Iraqi democracy? Three's a hostile crowd

NEWSWEEK published a breathlessly presumptive cover in its March 8 issue that declared in a war- size headline:
VICTORY AT LAST The emergence of a Democratic Iraq
How euphoric - particularly when the words were superimposed on that famous aircraft carrier photo-op for then-President Bush (who is pictured to the left of the headline) and the historic sign: Mission Accomplished.

And this morning, in my morning hometown paper, the op-ed headline over an equally euphoric column by Tom Friedman, an early booster of the war who has been waiting around for years for his hawkishness to be vindicated, declared: Young Democracy in Iraq.

I would like to think so, too. But we're talking about Iraq and the Middle East here, where you might have a greater chance of a happy outcome if you had been waiting around for Godot.

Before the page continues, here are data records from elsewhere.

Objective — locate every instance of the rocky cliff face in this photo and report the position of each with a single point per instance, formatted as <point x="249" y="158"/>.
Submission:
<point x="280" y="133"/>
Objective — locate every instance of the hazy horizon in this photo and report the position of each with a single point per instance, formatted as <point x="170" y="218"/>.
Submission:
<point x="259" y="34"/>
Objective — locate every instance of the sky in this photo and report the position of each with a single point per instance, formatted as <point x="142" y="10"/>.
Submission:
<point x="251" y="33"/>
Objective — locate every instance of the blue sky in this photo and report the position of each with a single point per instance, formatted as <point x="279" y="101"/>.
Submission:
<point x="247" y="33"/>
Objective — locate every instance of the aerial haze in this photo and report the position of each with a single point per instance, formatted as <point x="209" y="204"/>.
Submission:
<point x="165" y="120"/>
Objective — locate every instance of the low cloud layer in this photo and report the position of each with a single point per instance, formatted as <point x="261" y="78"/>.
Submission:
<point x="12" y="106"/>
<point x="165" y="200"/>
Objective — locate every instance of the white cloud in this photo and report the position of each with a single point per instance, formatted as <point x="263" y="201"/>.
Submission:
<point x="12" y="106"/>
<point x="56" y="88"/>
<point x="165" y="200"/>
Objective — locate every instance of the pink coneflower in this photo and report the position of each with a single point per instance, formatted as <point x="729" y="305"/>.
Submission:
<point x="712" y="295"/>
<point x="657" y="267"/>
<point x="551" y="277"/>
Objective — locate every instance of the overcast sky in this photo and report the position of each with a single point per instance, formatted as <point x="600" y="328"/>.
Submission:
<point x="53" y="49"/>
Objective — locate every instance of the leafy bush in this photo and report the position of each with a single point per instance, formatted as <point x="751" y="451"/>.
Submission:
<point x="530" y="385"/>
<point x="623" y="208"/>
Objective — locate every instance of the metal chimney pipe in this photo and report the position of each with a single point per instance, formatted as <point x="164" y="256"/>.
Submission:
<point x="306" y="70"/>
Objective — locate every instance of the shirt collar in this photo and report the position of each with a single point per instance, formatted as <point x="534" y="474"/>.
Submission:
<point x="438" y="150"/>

Some of the sheen faded a bit from the upbeat talk with the report on this week's Iraqi election in today's New York Times. After noting that Prime Minister Nuri Kamal al-Maliki's coalition was likely to win a plurality, it grimly told us:
"The initial results, the officials said, suggested a race between Mr. Maliki's coalition; Ayad Allawi, a secular Shiite and the leader of the Iraqiya coalition; and a Shiite coalition known as the Iraqi National Alliance. The Kurds, though divided, appeared poised to finish strongly as well, leaving the country's political landscape as fractured as ever."
Should the likelihood of continued political and religious conflict surprise us? Or that one of the participants in all of this is a fellow named Ahmed Chalabi, a leader of the Iraqi National
Alliance, who immediately questioned the purity of the vote count? Chalabi, a slippery former exile who quietly dished out all of those mythical stories to Times reporter Judith Miller to advance his own mission to return to power, was paid countless millions by the U.S. government from the outset of the invasion for his insider's fables. He's back.

When will we grow up and accept the harsh truth that that area of world has been at war since the earliest days of Mesopotamia, when religion-based provincial chieftains claimed each other's turf?

Sorry Newsweek. They'll be counting votes, sort of, for a long time. A stable democracy now? I think I'll wait for Godot, instead.